BlackRock Inc.’s chief investment officer for global fixed income, Rick Rieder, said the cooling labor market supports speculation that the Federal Reserve is done raising rates, making bonds more appealing than they have been in months.

While US hiring picked up in August, the Labor Department’s report also showed that wage growth slowed and the unemployment rate jumped to the highest since February 2022, the month before the central bank started tightening monetary policy.

“I think you can use this as another benchmark for the fact that we are seeing slack build in the labor force” and it comes “alongside of inflation coming down,” Rieder said on Bloomberg Television Friday. “The Fed should be done. You can put your shoulder behind a bit more of interest-rate exposure than has been the case certainly over the last few months.”

Two-year Treasury yields plunged as much as 11 basis points to 4.75% before erasing the decline, though swaps traders are pricing in a less than 50% chance that the Fed will lift rates again in this tightening cycle. Longer-term yields initially dipped but soon rebounded with the 10-year little up 7 basis points at 4.18%, resulting in a steepening of the curve, though it remains inverted as long rates hold below short ones.

“We like holding the front end” as “you get paid if you buy commercial paper, etc at about 6%. It’s been incredible.
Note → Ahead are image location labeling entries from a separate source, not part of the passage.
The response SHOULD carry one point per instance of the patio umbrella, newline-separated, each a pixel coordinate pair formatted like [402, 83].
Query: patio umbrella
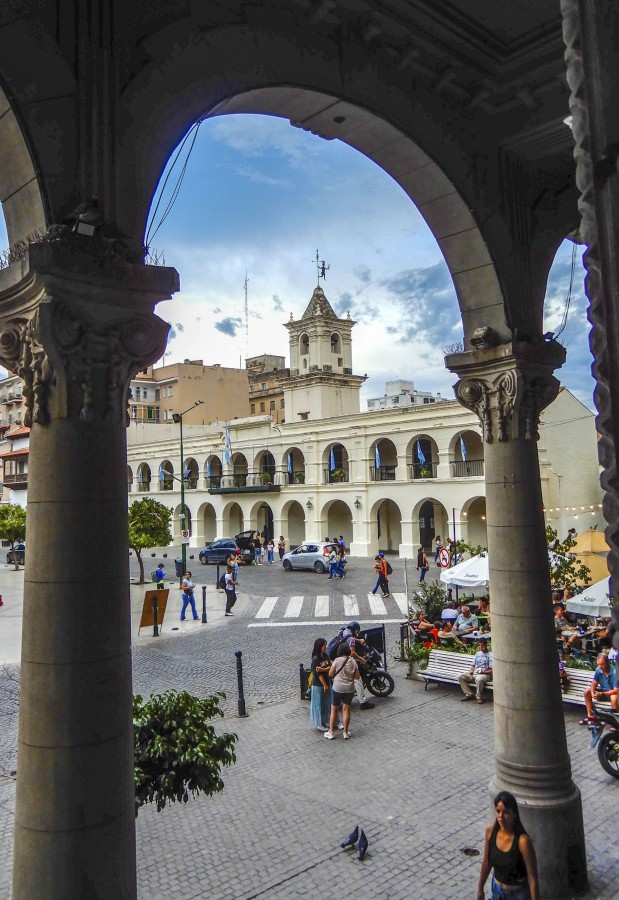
[592, 602]
[471, 573]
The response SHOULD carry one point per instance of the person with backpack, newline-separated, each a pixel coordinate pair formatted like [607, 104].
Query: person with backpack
[229, 587]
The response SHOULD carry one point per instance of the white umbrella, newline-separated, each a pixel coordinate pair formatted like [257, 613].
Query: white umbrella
[592, 602]
[471, 573]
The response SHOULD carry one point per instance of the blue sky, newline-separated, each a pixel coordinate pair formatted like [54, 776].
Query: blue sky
[262, 196]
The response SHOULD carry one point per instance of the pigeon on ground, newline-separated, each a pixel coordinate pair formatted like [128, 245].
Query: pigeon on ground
[351, 840]
[362, 846]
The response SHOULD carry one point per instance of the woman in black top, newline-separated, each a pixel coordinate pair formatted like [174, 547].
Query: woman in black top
[510, 853]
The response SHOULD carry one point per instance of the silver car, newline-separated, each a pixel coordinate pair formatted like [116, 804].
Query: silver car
[311, 555]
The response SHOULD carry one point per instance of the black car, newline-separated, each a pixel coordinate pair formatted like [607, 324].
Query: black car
[221, 550]
[20, 553]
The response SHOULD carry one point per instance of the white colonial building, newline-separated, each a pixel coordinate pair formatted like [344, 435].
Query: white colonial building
[391, 479]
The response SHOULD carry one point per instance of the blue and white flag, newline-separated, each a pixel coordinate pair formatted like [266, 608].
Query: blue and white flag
[227, 448]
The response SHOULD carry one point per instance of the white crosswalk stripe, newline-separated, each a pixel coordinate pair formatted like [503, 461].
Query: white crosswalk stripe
[293, 610]
[322, 605]
[351, 607]
[267, 608]
[377, 605]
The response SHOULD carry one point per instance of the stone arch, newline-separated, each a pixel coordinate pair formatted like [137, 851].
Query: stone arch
[385, 525]
[335, 463]
[432, 518]
[467, 462]
[475, 512]
[383, 464]
[206, 524]
[166, 476]
[144, 477]
[422, 457]
[293, 523]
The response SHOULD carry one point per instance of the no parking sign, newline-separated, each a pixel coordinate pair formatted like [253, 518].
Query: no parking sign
[443, 557]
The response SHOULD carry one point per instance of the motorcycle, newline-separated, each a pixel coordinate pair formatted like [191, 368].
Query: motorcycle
[373, 674]
[607, 744]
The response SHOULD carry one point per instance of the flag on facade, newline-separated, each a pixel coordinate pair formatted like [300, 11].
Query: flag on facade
[227, 447]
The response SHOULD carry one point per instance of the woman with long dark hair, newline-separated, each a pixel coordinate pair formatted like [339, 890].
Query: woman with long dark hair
[320, 700]
[510, 854]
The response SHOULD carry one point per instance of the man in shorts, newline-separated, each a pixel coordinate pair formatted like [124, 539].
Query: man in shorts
[344, 673]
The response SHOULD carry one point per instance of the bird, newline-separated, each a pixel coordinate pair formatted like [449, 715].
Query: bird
[362, 846]
[351, 840]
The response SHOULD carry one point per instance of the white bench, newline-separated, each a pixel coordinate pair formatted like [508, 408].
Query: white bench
[445, 667]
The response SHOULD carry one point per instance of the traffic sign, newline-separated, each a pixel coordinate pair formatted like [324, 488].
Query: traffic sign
[443, 557]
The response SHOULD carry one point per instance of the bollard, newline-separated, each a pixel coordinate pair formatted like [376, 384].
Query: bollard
[155, 616]
[239, 674]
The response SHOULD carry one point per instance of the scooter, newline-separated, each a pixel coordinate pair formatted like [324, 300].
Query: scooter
[607, 744]
[373, 674]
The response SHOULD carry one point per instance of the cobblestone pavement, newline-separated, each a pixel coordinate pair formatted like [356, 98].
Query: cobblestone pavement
[415, 775]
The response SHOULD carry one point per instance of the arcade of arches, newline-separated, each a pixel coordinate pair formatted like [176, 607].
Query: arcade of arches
[480, 146]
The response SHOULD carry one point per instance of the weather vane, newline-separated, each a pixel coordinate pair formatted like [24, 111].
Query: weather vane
[321, 269]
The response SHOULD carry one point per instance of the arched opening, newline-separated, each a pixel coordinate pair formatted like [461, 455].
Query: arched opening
[467, 455]
[423, 457]
[383, 460]
[336, 468]
[166, 476]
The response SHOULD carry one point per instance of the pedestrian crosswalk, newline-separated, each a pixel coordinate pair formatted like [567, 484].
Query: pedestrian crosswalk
[281, 610]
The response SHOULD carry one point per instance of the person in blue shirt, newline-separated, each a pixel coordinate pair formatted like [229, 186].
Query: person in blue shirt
[603, 688]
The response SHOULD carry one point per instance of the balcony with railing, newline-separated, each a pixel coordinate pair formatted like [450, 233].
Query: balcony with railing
[470, 468]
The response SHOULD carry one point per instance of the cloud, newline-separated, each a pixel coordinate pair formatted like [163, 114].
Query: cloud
[229, 326]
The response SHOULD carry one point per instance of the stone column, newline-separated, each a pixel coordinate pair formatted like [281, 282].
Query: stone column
[77, 328]
[507, 387]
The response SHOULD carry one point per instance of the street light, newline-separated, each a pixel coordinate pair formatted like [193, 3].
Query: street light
[177, 418]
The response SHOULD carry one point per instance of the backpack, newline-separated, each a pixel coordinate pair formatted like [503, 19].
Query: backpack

But I think now you can actually extend that a bit further out the curve” and “we’ve been adding some out to the belly of the curve.”
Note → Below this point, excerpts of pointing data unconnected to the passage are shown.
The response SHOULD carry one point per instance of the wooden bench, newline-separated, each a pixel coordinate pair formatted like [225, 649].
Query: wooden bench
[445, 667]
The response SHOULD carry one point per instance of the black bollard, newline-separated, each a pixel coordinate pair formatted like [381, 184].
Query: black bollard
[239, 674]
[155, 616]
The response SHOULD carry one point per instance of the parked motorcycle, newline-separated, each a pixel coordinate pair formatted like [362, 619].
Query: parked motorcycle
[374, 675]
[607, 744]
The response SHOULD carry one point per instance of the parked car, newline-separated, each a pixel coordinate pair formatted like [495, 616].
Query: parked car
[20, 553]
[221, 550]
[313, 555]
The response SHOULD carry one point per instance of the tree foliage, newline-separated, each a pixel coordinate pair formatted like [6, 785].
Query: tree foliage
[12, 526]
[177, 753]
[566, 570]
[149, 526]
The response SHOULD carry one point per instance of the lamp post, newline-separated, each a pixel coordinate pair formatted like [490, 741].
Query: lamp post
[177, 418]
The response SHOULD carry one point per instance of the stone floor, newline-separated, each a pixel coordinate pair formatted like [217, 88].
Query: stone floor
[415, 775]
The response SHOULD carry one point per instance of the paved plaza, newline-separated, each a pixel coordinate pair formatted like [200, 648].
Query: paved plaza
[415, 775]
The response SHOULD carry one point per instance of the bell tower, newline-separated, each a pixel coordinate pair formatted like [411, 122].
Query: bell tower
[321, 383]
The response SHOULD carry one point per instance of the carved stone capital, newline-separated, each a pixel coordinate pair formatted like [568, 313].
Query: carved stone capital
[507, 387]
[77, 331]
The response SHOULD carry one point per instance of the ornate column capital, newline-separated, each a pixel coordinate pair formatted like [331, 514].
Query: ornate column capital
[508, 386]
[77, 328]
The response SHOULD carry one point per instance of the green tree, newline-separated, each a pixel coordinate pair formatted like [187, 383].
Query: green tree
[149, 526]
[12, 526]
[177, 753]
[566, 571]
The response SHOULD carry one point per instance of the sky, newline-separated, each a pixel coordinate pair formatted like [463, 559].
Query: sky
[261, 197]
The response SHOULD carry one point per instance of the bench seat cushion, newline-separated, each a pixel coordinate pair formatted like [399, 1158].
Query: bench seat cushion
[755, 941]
US money-market mutual funds are on pace in 2023 to draw in more cash than they have during any year in the past decade as investors seize on yields that are more appealing than bank-deposit rates, according to JPMorgan Chase & Co. Money funds’ seven-day yield averaged 5.16% as of Aug. 30, according to a Crane Data LLC index that tracks the 100 largest U.S. money funds.

The swaps market is now pricing in that the US central bank will start easing policy by May with a quarter-point rate cut. Rieder sees that as possible, but says such a reduction will most likely happen a bit later next year. Still, he said the likely Fed pivot in 2024 toward cutting rates is part of what makes Treasuries more appealing.
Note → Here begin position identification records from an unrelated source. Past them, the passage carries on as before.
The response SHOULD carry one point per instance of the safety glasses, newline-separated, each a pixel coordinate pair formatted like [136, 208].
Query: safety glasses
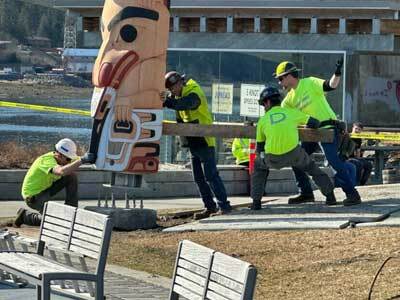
[280, 78]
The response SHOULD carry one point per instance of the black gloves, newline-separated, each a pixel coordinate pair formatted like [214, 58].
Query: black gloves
[313, 123]
[339, 65]
[169, 103]
[89, 158]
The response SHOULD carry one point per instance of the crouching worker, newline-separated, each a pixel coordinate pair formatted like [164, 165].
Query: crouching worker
[278, 147]
[48, 175]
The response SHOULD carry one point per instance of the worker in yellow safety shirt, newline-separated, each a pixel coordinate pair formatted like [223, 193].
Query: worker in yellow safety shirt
[189, 101]
[241, 151]
[49, 174]
[308, 96]
[241, 148]
[278, 146]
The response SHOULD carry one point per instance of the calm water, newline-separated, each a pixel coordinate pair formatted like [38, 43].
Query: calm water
[28, 126]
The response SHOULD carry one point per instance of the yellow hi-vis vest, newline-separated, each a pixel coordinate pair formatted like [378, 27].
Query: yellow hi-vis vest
[201, 115]
[241, 150]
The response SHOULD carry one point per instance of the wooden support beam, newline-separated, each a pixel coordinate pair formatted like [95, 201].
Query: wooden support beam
[230, 130]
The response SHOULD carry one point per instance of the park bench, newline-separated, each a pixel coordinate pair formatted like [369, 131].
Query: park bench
[202, 273]
[69, 230]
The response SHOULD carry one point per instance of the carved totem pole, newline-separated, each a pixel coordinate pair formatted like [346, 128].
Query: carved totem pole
[128, 76]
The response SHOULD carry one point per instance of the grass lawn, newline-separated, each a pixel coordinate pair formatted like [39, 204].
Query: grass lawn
[301, 264]
[312, 264]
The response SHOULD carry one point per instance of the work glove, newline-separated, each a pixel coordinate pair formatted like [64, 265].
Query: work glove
[169, 103]
[89, 158]
[339, 65]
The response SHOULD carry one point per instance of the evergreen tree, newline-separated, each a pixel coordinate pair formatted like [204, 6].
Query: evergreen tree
[44, 29]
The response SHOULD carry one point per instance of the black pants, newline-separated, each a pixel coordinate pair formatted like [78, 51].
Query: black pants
[37, 202]
[206, 176]
[363, 169]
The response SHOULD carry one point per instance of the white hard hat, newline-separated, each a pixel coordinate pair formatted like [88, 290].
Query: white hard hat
[67, 148]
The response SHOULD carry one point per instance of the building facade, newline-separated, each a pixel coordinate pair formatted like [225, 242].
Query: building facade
[241, 42]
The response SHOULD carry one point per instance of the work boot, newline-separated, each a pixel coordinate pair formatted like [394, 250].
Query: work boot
[352, 199]
[302, 198]
[204, 214]
[222, 211]
[256, 205]
[330, 199]
[19, 220]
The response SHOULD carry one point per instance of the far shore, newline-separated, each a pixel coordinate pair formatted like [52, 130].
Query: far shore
[14, 90]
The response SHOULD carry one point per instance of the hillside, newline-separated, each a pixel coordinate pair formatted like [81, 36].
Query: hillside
[22, 20]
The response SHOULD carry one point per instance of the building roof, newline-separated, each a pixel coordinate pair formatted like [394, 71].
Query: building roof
[80, 52]
[221, 4]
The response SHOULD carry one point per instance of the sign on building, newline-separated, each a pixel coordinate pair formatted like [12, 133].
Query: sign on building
[222, 98]
[249, 95]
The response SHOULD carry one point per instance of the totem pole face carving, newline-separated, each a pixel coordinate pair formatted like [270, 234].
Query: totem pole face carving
[128, 75]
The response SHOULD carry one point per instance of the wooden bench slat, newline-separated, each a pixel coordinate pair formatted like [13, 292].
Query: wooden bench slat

“I certainly prefer being in the front to the belly,” Rieder said.  But “owning some ten-year notes is not crazy. Could you go to 4.25% or 4.5%? It’s certainly a possibility. When do you want to add duration, more interest-rate exposure? When you think the Fed is now shifting into more of an easing cycle.”

He added that BlackRock did buy some 10-year notes “recently.”

Swaps traders are pricing in that the effective fed funds rate, after peaking this year at around 5.4%, will move down to around 4.2% by the end of 2024.

This article was provided by Bloomberg News.